Blow, Thugs - N - Harmony: Spring Breakers Reviewed
, April 5th, 2013 09:19
Katherine McLaughlin reviews Harmony Korine's latest cinematic assault, Spring Breakers. Contains spoilers.
In Spring Breakers Harmony Korine captures a neon-lit universe where Britney is queen, Lil' Wayne is king and money is everything. Four college girls are led into temptation by the bright lights and promise of spring break and it’s up to them when the party stops.
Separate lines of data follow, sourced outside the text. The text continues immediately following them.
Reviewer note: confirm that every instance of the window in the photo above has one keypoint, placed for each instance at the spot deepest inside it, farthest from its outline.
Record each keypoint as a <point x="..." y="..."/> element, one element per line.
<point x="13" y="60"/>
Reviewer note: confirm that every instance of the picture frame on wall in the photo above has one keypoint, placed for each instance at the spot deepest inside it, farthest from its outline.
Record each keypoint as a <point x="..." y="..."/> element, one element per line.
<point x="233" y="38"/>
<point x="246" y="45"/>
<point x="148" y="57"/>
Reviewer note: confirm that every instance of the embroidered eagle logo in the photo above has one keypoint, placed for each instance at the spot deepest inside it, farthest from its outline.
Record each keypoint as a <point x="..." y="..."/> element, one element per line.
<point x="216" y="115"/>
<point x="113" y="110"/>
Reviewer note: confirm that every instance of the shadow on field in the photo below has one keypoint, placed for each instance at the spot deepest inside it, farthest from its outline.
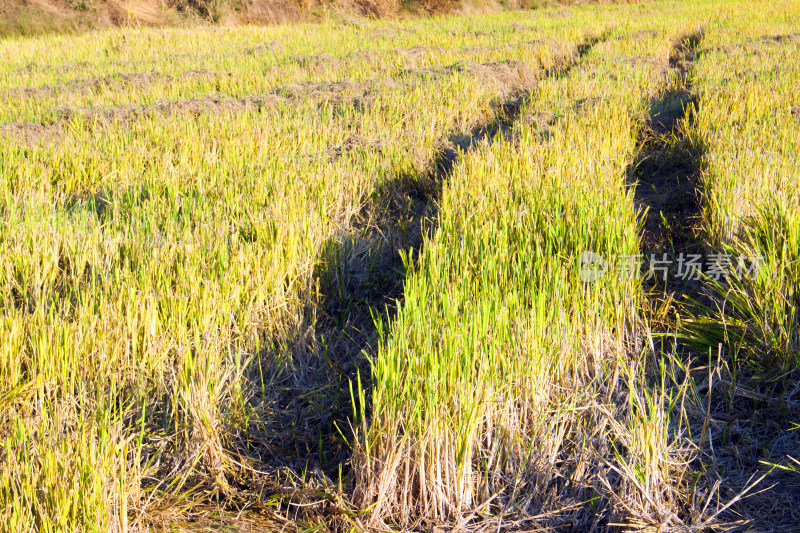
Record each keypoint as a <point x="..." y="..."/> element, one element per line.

The main objective for these girls is to have a good time and an escape from reality even if that means breaking the law to get what they want. On first entering St Petersburg in Florida for their spring break, the spirit of a music festival is invoked with a sense of freedom coming from the backdrop of sunshine and sand. The excitement of discovery and experimentation is prevalent, until the menacing underbelly of drugs and guns catches up with the girls. The turning point here comes when the girls are arrested and two worlds collide. Alien (James Franco), a gangster, bails the girls out on a drug charge and a sudden jolt of reality equally frightens and thrills. What happens after the initial euphoria of the party atmosphere is dispelled and the girls leave jail into the bright daylight, only to discover themselves and their limits?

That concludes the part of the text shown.